Il ritrovamento e la battaglia legale
Era il 28 giugno 2020 quando Giovanni Del Zoppo, allevatore e cavatore, trovò un cerbiatto smarrito in un bosco: "Lo avevo trovato in una radura, solo, impaurito nel giugno di due anni fa - ha sempre raccontato l’uomo -. L'avevo lasciato, nascosto nell'erba, pensando che la mamma cerva sarebbe tornata presto a riprenderselo. Invece, forse a causa dell'odore dei miei cani che quel giorno mi accompagnavano nella passeggiata nei boschi, è stato abbandonato. All'inizio l'ho nutrito con il latte delle caprette allevate da noi - aggiunge -. Poi, crescendo, anche con le mele della Valtellina. È cresciuto bene”.

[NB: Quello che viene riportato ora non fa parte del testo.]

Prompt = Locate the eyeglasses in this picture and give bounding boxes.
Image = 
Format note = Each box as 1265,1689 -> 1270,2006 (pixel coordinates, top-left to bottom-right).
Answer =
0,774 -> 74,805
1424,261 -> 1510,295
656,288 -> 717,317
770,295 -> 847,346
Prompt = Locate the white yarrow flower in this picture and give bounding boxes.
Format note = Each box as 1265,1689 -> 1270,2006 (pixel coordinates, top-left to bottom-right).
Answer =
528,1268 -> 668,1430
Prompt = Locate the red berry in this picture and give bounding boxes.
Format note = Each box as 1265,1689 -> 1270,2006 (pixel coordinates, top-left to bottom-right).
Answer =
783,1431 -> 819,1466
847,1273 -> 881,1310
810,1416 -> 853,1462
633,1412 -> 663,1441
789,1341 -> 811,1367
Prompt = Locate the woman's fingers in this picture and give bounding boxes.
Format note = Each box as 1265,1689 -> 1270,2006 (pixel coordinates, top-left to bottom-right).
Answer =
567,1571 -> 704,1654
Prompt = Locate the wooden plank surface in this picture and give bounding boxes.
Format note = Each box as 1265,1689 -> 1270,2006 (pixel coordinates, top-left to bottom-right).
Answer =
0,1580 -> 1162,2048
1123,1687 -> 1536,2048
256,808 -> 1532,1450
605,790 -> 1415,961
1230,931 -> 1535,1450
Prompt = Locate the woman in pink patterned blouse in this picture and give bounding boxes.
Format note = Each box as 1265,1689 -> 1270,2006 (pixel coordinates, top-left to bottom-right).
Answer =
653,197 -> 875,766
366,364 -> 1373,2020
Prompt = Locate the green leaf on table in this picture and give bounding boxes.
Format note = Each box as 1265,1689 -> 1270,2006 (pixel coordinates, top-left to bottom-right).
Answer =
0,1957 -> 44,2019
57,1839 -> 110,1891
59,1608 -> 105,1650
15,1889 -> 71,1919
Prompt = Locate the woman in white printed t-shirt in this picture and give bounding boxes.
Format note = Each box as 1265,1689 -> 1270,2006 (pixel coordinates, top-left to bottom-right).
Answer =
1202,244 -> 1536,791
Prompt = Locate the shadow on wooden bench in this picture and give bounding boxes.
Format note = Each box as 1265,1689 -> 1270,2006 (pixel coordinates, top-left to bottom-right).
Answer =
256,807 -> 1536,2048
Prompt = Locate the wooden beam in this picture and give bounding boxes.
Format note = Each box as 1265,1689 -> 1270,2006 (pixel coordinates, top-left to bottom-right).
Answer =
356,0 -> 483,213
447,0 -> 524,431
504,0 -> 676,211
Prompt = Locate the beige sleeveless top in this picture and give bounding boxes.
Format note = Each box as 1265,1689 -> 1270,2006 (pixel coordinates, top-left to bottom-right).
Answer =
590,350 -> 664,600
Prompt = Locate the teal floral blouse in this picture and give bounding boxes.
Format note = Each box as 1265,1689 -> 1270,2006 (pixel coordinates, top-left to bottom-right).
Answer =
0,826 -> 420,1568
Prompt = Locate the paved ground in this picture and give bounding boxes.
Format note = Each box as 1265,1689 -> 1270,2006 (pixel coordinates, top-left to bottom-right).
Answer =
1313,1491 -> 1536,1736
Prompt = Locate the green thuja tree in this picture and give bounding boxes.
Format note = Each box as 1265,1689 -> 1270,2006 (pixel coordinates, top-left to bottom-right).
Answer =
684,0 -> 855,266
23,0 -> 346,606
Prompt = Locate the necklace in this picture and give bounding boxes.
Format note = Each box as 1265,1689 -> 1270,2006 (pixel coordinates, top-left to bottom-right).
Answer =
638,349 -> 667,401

Da lì la decisione di portarlo a casa, di accudirlo con la sua famiglia e di dargli un nome che avrebbe commosso migliaia di persone: Bambi.
Sembrava la trama di una fiaba ma che, come spesso accade, è contraria al corretto comportamento dell’uomo nei confronti degli animali selvatici: non poteva vivere in una stalla con alcune delle 70 pecore dell’allevatore.